JAKARTA (CM) – Revisi Undang-Undang No. 6 Tahun 2011 tentang Keimigrasian telah resmi disahkan dengan sejumlah perubahan signifikan, salah satunya adalah pemberian izin bagi petugas imigrasi untuk menggunakan senjata api dalam tugas penegakan hukum. Langkah ini diambil setelah mempertimbangkan tingginya risiko yang dihadapi petugas imigrasi saat melakukan pengawasan dan penindakan terhadap pelanggaran keimigrasian.
“Sudah ada insiden tragis yang menimpa petugas Imigrasi saat menjalankan tugas. Pada April 2023, seorang petugas dari Kantor Imigrasi Jakarta Utara gugur setelah ditikam oleh seorang warga negara asing yang mencoba melarikan diri dari ruang detensi. Orang asing tersebut terlibat dalam kasus terorisme dan saat itu sedang ditangani oleh Densus 88 Antiteror bersama pihak Imigrasi,” jelas Direktur Jenderal Imigrasi, Silmy Karim, pada Jumat, 27 September 2024.
Tingginya risiko juga dirasakan oleh petugas yang bertugas di daerah perbatasan, terutama di wilayah-wilayah rawan konflik. Di sini, mereka kerap berhadapan dengan pelaku kejahatan transnasional yang berbahaya. Penggunaan senjata api dianggap penting, tidak hanya sebagai alat perlindungan diri, tetapi juga untuk memastikan bahwa para pelaku kejahatan dapat ditangkap tanpa perlawanan yang berisiko.
“Ancaman kekerasan, terorisme, dan kerusuhan yang kerap dihadapi oleh petugas imigrasi membuat senjata api berfungsi lebih dari sekadar alat perlindungan.

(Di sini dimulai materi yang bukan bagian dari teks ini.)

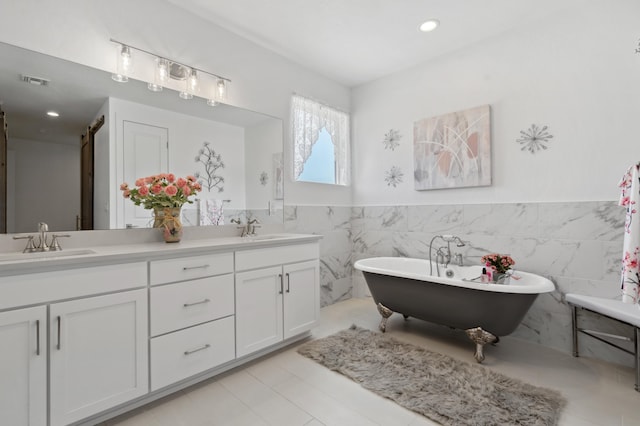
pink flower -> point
(171, 190)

Senjata juga menimbulkan efek gentar yang dapat mengurangi kemungkinan perlawanan dari orang asing yang berpotensi melawan petugas,” tambah Silmy.
Pada tahun 2024, kinerja penegakan hukum keimigrasian menunjukkan peningkatan yang luar biasa. Hingga September, penindakan terkait pelanggaran keimigrasian meningkat hingga 124%, dengan total 3.393 kasus yang berhasil ditangani oleh satuan kerja Imigrasi di seluruh Indonesia, lebih dari dua kali lipat dibandingkan periode yang sama di tahun 2023. Peningkatan ini, tentu saja, membuat tugas para petugas semakin berisiko.

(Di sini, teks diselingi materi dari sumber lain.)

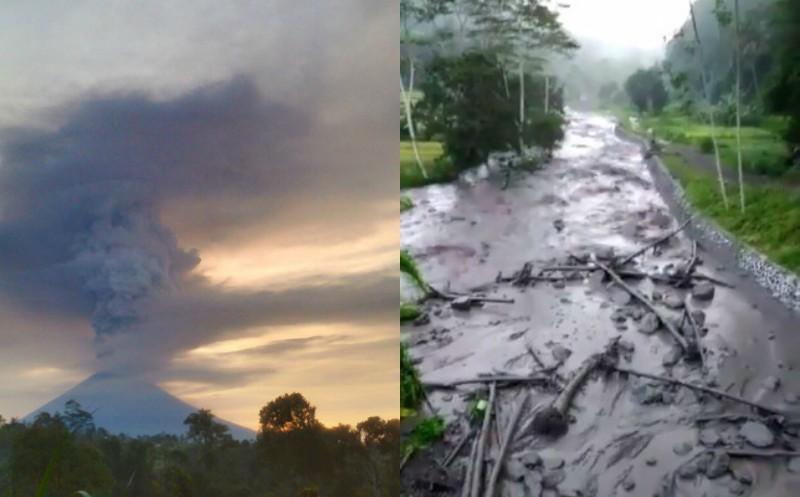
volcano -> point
(132, 407)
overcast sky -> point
(639, 24)
(296, 233)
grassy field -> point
(771, 223)
(763, 151)
(438, 171)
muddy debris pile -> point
(758, 431)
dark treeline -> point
(293, 455)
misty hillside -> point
(133, 407)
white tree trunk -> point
(406, 95)
(546, 95)
(738, 104)
(521, 103)
(707, 94)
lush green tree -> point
(645, 89)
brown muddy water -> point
(628, 436)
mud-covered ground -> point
(628, 436)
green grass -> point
(405, 203)
(763, 150)
(770, 224)
(439, 169)
(411, 392)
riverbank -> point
(764, 241)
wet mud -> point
(627, 435)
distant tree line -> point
(293, 455)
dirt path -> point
(628, 436)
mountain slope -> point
(133, 407)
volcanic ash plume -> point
(81, 231)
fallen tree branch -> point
(453, 453)
(477, 474)
(761, 453)
(541, 379)
(657, 242)
(512, 425)
(553, 420)
(687, 275)
(644, 300)
(711, 391)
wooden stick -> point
(467, 488)
(657, 242)
(512, 425)
(487, 379)
(453, 453)
(762, 453)
(644, 300)
(711, 391)
(477, 474)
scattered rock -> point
(561, 353)
(646, 394)
(757, 434)
(628, 484)
(552, 462)
(709, 437)
(703, 291)
(649, 324)
(771, 383)
(461, 303)
(530, 459)
(621, 297)
(515, 470)
(672, 357)
(736, 487)
(682, 448)
(618, 316)
(673, 301)
(718, 465)
(551, 479)
(626, 346)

“Kita belajar dari negara-negara lain yang sudah lebih maju dalam pelaksanaan fungsi keimigrasiannya, seperti Singapura, Amerika Serikat, Jerman, Australia, dan Malaysia. Di negara-negara tersebut, petugas imigrasi diizinkan untuk membawa senjata api, tentu dengan aturan yang sangat ketat dan pengawasan yang serius,” lanjut Silmy.
Pemerintah kini tengah menyusun mekanisme penggunaan senjata api bagi petugas imigrasi melalui peraturan menteri. Proses ini dilakukan setelah melalui kajian mendalam dan uji publik yang komprehensif.
“Dengan tanggung jawab baru ini, kami akan menetapkan kriteria ketat bagi petugas yang diizinkan membawa senjata api, serta merumuskan prosedur penggunaan yang jelas, termasuk batasan-batasannya. Untuk saat ini, kami masih menunggu aturan turunannya sebelum penerapan bisa dilakukan,” tutup Dirjen Imigrasi, Silmy Karim.
Langkah ini diharapkan dapat memperkuat perlindungan bagi petugas imigrasi yang berada di garis depan, menghadapi ancaman nyata dalam menjalankan tugas menjaga kedaulatan negara.